This repository contains the data and the infrastructure for executing the experimental setup on competitive coding described in the paper Flows: Building Blocks of Reasoning and Collaborating AI (arXiv). Additionally, the structure of the repository is general and aims to serve as a useful template for conducting reproducible studies on structured interactions involving humans, tools, and AI systems efficiently, using the aiFlows library. The Flows used in the experiments are available in the CCFlows repository on the FlowVerse.
For details about the Codeforces dataset and how it was constructed, the experimental setup, and the provided infrastructure, please refer to the paper.

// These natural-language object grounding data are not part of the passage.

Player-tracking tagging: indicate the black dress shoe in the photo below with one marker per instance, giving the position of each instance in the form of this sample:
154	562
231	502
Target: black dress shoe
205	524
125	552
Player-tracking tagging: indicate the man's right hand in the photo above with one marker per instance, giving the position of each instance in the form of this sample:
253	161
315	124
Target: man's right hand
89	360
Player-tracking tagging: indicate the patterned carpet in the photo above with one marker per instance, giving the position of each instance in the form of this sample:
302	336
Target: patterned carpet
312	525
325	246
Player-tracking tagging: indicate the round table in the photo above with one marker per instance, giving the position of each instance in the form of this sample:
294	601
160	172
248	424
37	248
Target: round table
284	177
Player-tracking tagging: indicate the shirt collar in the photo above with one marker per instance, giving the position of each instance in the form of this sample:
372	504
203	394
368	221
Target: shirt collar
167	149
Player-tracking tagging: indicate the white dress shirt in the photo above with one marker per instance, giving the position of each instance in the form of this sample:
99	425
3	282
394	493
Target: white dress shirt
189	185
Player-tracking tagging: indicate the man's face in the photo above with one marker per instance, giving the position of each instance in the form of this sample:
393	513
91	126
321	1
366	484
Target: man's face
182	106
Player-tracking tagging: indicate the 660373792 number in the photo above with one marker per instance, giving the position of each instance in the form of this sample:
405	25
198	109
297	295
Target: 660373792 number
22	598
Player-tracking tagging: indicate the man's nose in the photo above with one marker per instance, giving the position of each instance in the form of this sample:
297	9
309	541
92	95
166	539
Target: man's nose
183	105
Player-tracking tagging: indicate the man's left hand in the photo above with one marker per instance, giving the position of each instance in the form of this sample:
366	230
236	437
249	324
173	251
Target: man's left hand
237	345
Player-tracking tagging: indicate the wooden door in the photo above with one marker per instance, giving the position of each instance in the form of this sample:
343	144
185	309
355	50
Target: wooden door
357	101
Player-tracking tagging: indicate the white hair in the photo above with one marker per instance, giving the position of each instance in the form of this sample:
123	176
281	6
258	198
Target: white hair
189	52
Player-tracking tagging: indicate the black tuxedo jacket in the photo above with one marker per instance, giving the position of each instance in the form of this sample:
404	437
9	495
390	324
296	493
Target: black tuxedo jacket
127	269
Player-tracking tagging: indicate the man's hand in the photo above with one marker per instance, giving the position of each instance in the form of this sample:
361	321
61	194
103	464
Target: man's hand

If you found the provided resources useful, please consider citing our work.
@misc{josifoski2023flows,
title={Flows: Building Blocks of Reasoning and Collaborating AI},
author={Martin Josifoski and Lars Klein and Maxime Peyrard and Yifei Li and Saibo Geng and Julian Paul Schnitzler and Yuxing Yao and Jiheng Wei and Debjit Paul and Robert West},
year={2023},
eprint={2308.01285},
archivePrefix={arXiv},
primaryClass={cs.AI}
}
The paper proposes the abstraction of Flows that greatly simplifies the design and implementation of complex (work)Flows involving humans, AI systems, and tools. aiFlows is a Python library that implements the Flows abstraction and other infrastructure that aims to support researchers and developers in designing, implementing, evaluating, and sharing Flows of arbitrary complexity.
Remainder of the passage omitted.